Global instability drives markets lower
While most global markets closed lower on Friday, the falls were not significant particularly relative to the volatility and uncertainty that prevails in a number of regions.
The outcome of the French elections remains very much in the balance, and terror attacks in that region have also had a destabilising impact.
Military tensions have escalated between North Korea and the Western world, and not surprisingly the CBOE Volatility Index (VIX) continues to hover in the vicinity of 15, up from a range between 11 and 12 for most of March.
The Dow fell 30 points or 0.15% to close at 20,547 points. The NASDAQ closed 0.1% lower at 5910 points.
Arguably, these declines could have been worse as the Dow hit a low of circa 20,500 points early in the session, but gained a boost from commentary from President Trump regarding tax reform.

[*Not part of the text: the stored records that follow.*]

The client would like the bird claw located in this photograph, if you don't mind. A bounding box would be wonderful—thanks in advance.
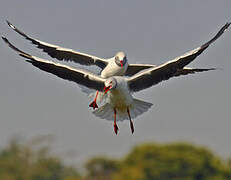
[130,121,134,134]
[114,124,119,135]
[89,100,98,109]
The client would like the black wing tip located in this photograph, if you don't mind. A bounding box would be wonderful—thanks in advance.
[6,19,15,29]
[200,22,230,50]
[225,22,231,27]
[2,36,8,43]
[206,67,216,70]
[6,19,10,25]
[222,22,231,32]
[202,67,224,72]
[2,36,13,48]
[2,36,32,60]
[2,36,11,45]
[218,22,230,36]
[194,68,216,71]
[206,68,216,71]
[5,20,29,39]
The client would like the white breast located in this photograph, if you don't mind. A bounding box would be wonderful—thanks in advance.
[107,77,133,112]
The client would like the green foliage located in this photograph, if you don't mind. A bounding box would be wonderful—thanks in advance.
[85,143,231,180]
[114,143,231,180]
[0,136,81,180]
[1,136,231,180]
[85,157,119,180]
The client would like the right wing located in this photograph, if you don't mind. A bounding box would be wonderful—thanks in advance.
[173,67,216,77]
[125,64,155,76]
[2,37,106,91]
[6,20,108,69]
[128,22,230,92]
[125,64,214,77]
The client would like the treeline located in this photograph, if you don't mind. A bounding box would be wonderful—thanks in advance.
[1,136,231,180]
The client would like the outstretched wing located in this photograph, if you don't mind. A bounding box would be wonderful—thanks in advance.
[2,37,105,91]
[6,20,108,69]
[125,64,155,76]
[128,23,230,92]
[125,64,215,77]
[173,67,216,77]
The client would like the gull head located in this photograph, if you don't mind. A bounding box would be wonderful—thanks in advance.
[104,77,117,94]
[115,51,127,68]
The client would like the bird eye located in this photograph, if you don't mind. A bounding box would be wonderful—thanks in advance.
[115,56,119,61]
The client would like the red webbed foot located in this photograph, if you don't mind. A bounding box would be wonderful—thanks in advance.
[130,120,134,134]
[89,101,98,109]
[114,123,119,135]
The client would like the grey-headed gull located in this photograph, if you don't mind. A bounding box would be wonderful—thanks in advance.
[2,22,230,134]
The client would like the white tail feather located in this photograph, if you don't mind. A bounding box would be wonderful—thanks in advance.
[92,98,153,121]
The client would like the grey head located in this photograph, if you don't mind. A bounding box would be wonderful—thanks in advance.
[104,77,117,94]
[115,51,127,68]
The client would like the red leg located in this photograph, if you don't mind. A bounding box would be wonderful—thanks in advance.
[127,108,134,134]
[113,108,119,135]
[89,91,99,109]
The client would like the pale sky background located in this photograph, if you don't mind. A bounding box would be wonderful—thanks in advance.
[0,0,231,166]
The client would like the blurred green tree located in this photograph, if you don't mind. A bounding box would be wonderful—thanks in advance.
[1,136,231,180]
[0,136,81,180]
[85,157,119,180]
[85,143,231,180]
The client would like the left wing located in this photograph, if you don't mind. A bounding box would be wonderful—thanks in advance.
[6,20,108,69]
[2,37,105,91]
[128,22,230,92]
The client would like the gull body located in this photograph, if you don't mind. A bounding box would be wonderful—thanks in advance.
[94,76,153,134]
[93,76,153,121]
[105,77,133,110]
[101,53,129,78]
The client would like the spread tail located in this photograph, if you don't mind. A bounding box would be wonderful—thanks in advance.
[92,98,153,121]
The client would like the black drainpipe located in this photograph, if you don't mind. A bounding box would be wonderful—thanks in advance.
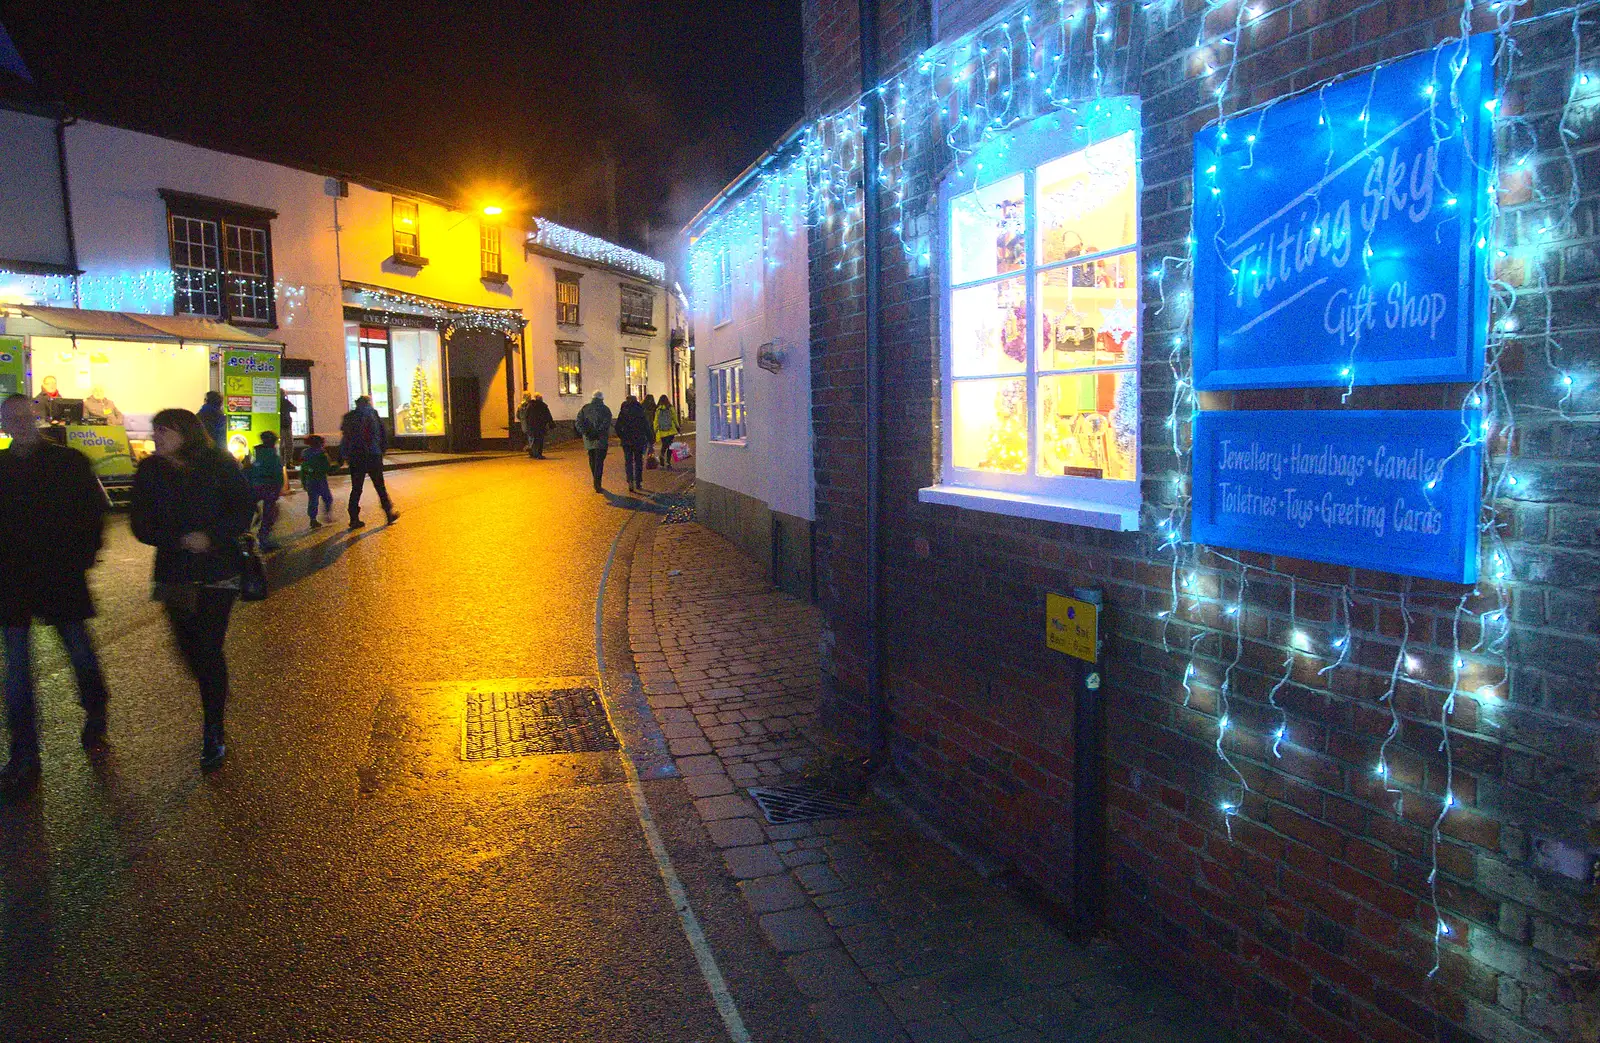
[858,0,887,762]
[54,115,81,308]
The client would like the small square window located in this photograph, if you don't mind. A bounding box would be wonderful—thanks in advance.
[481,222,502,276]
[557,346,582,396]
[621,285,655,333]
[556,272,581,325]
[393,199,421,258]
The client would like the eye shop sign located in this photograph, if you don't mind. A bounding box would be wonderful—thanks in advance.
[1192,411,1481,584]
[1191,35,1494,390]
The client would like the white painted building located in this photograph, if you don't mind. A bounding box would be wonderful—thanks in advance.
[0,101,676,452]
[683,136,813,597]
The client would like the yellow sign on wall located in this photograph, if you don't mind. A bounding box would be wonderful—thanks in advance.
[64,425,135,478]
[1046,593,1098,662]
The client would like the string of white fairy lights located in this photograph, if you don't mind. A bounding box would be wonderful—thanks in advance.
[682,0,1598,997]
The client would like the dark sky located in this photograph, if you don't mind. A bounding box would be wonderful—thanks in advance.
[0,0,802,255]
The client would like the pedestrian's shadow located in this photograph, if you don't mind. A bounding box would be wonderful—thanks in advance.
[265,526,387,592]
[602,489,676,514]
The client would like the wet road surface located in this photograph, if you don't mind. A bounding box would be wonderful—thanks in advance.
[0,448,818,1043]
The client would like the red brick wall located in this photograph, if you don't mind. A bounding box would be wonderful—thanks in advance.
[804,1,1599,1042]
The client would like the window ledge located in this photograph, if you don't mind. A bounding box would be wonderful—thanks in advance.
[707,438,747,447]
[917,484,1139,532]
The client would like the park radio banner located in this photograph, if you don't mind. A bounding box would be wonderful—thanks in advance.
[220,349,281,460]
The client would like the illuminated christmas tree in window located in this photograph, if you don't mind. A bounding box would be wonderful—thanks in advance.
[979,381,1027,473]
[403,365,440,434]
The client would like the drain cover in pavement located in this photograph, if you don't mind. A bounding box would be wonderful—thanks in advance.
[462,687,620,761]
[748,785,857,825]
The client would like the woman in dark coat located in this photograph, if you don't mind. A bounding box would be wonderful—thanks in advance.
[131,407,254,771]
[614,394,655,494]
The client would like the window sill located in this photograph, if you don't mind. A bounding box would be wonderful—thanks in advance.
[481,271,509,285]
[390,253,429,268]
[917,484,1139,532]
[707,438,746,447]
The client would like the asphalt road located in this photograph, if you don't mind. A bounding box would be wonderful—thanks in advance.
[0,446,819,1043]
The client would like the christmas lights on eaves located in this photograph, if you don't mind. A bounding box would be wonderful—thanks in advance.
[528,219,666,285]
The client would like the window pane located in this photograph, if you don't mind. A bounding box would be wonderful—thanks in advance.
[391,328,444,435]
[951,275,1026,376]
[1036,371,1137,481]
[1038,251,1138,370]
[951,377,1027,474]
[948,173,1025,286]
[1038,131,1137,266]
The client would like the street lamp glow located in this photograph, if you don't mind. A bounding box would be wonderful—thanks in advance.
[483,205,504,216]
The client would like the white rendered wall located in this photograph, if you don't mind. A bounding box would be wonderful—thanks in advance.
[62,121,347,435]
[0,108,72,270]
[521,255,670,423]
[692,197,813,522]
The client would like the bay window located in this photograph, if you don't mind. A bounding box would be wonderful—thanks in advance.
[921,113,1142,531]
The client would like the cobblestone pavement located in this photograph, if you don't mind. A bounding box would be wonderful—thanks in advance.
[629,520,1246,1043]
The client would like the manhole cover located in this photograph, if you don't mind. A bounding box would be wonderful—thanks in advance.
[748,785,857,825]
[463,687,619,761]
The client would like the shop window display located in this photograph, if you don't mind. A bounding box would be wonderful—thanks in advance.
[942,125,1140,505]
[390,328,444,436]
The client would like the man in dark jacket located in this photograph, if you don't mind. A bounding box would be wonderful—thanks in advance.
[197,391,227,448]
[340,395,399,530]
[614,394,653,493]
[0,394,110,792]
[573,392,612,493]
[518,392,555,459]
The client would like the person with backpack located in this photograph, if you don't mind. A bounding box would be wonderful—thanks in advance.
[614,394,654,494]
[574,391,613,493]
[654,398,681,470]
[339,395,398,530]
[0,394,111,792]
[130,407,254,772]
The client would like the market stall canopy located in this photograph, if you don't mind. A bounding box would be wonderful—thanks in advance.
[6,306,284,348]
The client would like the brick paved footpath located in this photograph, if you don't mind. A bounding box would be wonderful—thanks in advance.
[627,518,1249,1043]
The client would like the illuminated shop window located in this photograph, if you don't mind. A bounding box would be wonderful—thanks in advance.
[708,358,745,442]
[557,345,582,396]
[626,353,648,400]
[929,119,1141,528]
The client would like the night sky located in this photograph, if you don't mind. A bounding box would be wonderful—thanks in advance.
[0,0,803,255]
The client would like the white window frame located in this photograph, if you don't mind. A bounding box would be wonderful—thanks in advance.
[920,104,1143,532]
[557,345,582,396]
[708,358,746,443]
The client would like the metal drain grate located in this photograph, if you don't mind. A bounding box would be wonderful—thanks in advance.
[463,687,619,761]
[748,785,858,825]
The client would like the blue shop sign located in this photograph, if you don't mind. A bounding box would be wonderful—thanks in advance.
[1192,410,1482,584]
[1192,36,1494,390]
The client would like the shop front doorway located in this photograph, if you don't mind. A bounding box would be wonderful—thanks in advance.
[449,375,481,450]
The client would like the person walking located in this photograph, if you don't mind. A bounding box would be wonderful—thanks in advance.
[522,392,553,459]
[197,391,227,448]
[130,407,254,772]
[340,395,399,530]
[642,393,658,423]
[654,398,681,470]
[278,392,298,457]
[298,434,336,528]
[246,429,286,551]
[0,394,110,792]
[614,394,653,494]
[574,391,612,493]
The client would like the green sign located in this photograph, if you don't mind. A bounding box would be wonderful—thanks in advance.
[0,337,25,397]
[63,424,135,478]
[220,349,281,460]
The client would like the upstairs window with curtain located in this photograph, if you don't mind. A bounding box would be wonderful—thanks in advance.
[480,222,503,277]
[556,271,581,325]
[392,199,421,259]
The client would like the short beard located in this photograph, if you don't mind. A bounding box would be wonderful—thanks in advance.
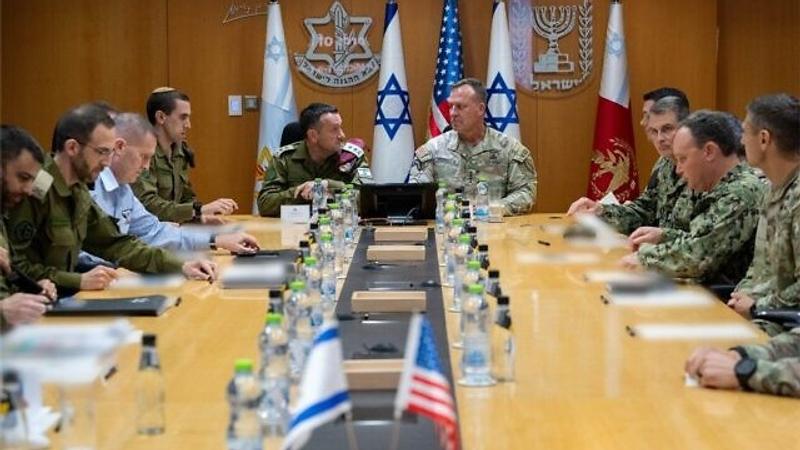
[73,149,95,183]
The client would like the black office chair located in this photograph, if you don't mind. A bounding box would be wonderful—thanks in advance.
[280,121,303,147]
[753,309,800,331]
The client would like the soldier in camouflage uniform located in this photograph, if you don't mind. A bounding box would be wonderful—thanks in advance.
[568,96,690,233]
[685,327,800,398]
[257,103,368,217]
[621,110,765,285]
[132,88,237,223]
[409,78,537,215]
[0,125,54,327]
[6,104,218,294]
[726,94,800,336]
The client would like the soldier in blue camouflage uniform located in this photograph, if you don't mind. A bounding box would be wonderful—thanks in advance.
[621,110,765,285]
[686,327,800,398]
[409,78,537,215]
[257,103,368,217]
[726,94,800,336]
[568,95,689,233]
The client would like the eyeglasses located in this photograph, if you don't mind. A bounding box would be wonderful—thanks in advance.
[76,140,114,157]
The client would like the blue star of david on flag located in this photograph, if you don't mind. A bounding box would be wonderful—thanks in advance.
[485,73,519,132]
[266,36,286,62]
[375,73,412,140]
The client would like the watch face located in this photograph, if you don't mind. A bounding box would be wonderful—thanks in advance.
[736,357,757,377]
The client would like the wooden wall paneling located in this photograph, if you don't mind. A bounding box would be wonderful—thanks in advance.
[622,0,718,211]
[1,0,168,149]
[717,0,800,117]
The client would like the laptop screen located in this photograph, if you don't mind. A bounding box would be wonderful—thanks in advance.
[358,183,437,220]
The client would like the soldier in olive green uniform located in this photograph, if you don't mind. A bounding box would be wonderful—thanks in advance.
[132,141,198,222]
[1,125,56,327]
[409,78,537,215]
[257,102,368,217]
[7,104,217,293]
[623,111,765,285]
[727,94,800,336]
[132,88,237,223]
[258,141,367,216]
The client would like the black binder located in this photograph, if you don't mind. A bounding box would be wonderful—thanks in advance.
[47,295,177,317]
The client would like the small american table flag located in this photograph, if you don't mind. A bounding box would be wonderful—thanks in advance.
[394,313,460,450]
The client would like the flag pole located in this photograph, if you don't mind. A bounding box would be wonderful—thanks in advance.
[388,413,402,450]
[344,411,361,450]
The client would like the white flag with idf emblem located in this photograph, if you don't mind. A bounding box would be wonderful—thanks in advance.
[372,0,415,183]
[254,1,297,212]
[485,0,520,140]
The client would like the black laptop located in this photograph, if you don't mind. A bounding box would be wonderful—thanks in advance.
[359,183,436,222]
[48,295,176,316]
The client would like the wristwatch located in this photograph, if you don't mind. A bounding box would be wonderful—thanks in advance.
[734,357,757,391]
[193,201,203,219]
[209,234,217,251]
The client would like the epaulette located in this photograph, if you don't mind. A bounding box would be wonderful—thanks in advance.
[275,143,298,157]
[342,142,364,158]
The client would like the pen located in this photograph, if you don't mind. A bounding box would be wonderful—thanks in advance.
[537,240,551,246]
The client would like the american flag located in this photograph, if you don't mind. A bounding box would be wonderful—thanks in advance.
[395,314,460,450]
[427,0,464,138]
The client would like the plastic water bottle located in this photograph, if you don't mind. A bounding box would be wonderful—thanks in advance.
[345,183,360,228]
[451,234,473,313]
[1,370,29,449]
[312,178,325,213]
[340,189,355,246]
[136,334,165,435]
[435,181,447,234]
[302,256,323,329]
[477,244,490,272]
[453,259,481,349]
[329,202,346,265]
[445,218,465,285]
[466,225,478,249]
[285,280,314,381]
[458,284,495,387]
[258,313,289,436]
[474,176,490,221]
[318,215,333,240]
[320,234,337,316]
[298,240,310,259]
[493,295,515,382]
[227,359,263,450]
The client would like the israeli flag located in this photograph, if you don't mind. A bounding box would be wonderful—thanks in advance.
[253,0,298,212]
[372,0,415,183]
[281,321,351,450]
[485,0,520,140]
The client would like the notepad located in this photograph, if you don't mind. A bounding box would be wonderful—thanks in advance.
[605,290,714,308]
[48,295,178,316]
[109,274,185,290]
[517,251,600,265]
[629,323,759,341]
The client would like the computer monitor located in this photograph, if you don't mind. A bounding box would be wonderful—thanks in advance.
[359,183,437,221]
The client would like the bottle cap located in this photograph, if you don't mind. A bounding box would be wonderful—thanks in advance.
[478,175,488,182]
[461,211,471,219]
[304,256,318,266]
[345,183,354,189]
[142,333,157,347]
[326,198,335,204]
[461,200,470,207]
[265,313,283,325]
[497,295,510,306]
[452,218,464,226]
[447,193,457,200]
[290,280,306,291]
[319,216,332,225]
[299,240,309,248]
[454,187,464,194]
[318,207,329,215]
[467,226,477,233]
[234,358,254,373]
[445,204,456,212]
[478,244,489,251]
[315,177,322,182]
[489,269,500,278]
[328,203,340,209]
[320,232,333,242]
[438,181,447,188]
[309,222,319,230]
[459,234,472,244]
[268,289,283,298]
[467,260,481,270]
[468,284,484,294]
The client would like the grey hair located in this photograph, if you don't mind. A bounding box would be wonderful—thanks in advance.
[650,96,690,122]
[113,112,156,144]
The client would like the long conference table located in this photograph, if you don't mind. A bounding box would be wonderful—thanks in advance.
[42,214,799,450]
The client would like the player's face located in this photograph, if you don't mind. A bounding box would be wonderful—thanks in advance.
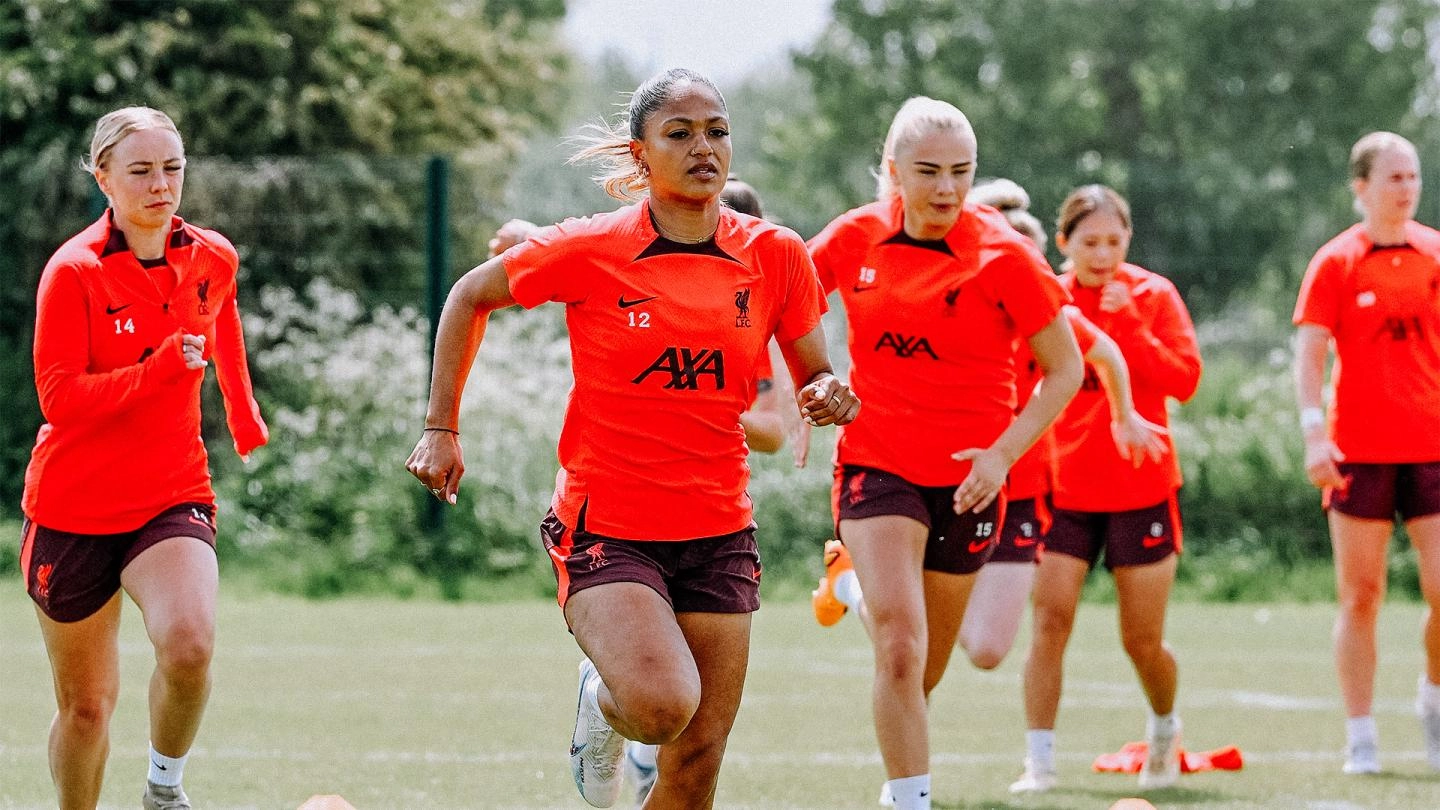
[632,82,731,207]
[1354,146,1421,225]
[1059,208,1131,287]
[96,127,185,232]
[892,126,976,239]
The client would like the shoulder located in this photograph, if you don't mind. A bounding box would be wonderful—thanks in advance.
[1311,224,1368,267]
[721,211,806,256]
[969,206,1049,273]
[180,219,240,268]
[43,217,109,280]
[812,200,895,246]
[534,205,648,256]
[1404,221,1440,253]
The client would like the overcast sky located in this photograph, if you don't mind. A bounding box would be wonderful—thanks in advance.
[561,0,834,84]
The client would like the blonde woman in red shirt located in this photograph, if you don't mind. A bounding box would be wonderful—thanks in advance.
[1013,184,1201,794]
[807,98,1084,810]
[1294,131,1440,774]
[21,106,267,810]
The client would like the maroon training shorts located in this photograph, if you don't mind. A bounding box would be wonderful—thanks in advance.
[21,502,217,623]
[832,465,1003,575]
[990,495,1050,564]
[540,509,760,615]
[1044,494,1181,570]
[1325,461,1440,522]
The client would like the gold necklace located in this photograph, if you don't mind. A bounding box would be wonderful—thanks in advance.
[650,211,716,244]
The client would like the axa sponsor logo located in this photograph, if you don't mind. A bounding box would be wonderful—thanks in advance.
[874,331,938,359]
[632,347,726,390]
[1377,315,1424,342]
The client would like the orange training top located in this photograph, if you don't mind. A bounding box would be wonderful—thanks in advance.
[1051,263,1201,512]
[24,213,267,534]
[503,200,826,540]
[809,198,1069,486]
[1008,306,1100,501]
[1294,222,1440,462]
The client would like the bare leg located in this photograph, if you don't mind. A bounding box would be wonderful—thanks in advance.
[842,514,931,779]
[1406,515,1440,685]
[121,537,219,760]
[566,582,702,745]
[37,593,123,810]
[1329,513,1393,718]
[641,612,751,810]
[1022,553,1088,730]
[1113,554,1179,715]
[960,562,1035,670]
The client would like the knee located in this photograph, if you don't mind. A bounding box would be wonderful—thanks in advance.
[57,689,117,737]
[1031,605,1077,646]
[966,645,1006,671]
[621,685,701,745]
[1338,581,1385,620]
[1121,632,1168,667]
[155,621,214,682]
[874,630,926,686]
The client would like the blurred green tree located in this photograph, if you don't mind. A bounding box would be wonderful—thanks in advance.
[756,0,1438,313]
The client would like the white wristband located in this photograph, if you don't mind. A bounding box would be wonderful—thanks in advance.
[1299,407,1325,431]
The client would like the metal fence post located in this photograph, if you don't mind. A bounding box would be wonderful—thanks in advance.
[425,155,450,541]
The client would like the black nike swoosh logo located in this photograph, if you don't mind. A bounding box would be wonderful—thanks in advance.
[106,304,132,314]
[618,295,659,308]
[852,286,877,293]
[153,761,168,771]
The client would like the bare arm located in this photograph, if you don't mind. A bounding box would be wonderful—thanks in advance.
[778,322,859,427]
[953,314,1083,513]
[1083,330,1167,467]
[739,382,785,453]
[1293,323,1344,488]
[404,255,518,503]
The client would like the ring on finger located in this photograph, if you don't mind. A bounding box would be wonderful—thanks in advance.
[430,488,443,496]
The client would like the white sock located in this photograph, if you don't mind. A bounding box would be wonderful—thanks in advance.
[1026,729,1055,770]
[1147,711,1179,739]
[1346,715,1378,746]
[629,742,657,768]
[1420,675,1440,710]
[886,774,930,810]
[835,569,864,609]
[148,744,187,788]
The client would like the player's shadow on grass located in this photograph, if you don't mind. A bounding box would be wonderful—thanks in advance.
[935,785,1224,810]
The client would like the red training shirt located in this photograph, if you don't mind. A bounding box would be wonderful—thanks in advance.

In the UK the FTSE 100 was relatively unmoved on 7114 points. The DAX gained 0.2% to close at 12,048 points.
The Paris CAC 40 slumped to 0.4% to 5059 points, but the main focus will be on the response to the first round of elections which occurred over the weekend.
On the commodities front, gold seems to have found a level of support in the vicinity of US$1280 per ounce, and closed the week out at US$1286 per ounce.
Oil shed another 2% to slip below US$50 per barrel with some analysts indicating there is more downside to come as crude production increases.
Base metals mainly traded lower, although declines were relatively moderate. Copper was flat at circa US$2.53 per pound, and Nickel came off more than 1% to close at US$4.22 per pound.
Zinc closed off the week at US$1.16 per pound after falling 1.5% on Friday following some strong mid-week gains. Iron ore finally found some positive momentum to close at US$68.22 per tonne.
Meanwhile, the Australian dollar is fetching US$0.754.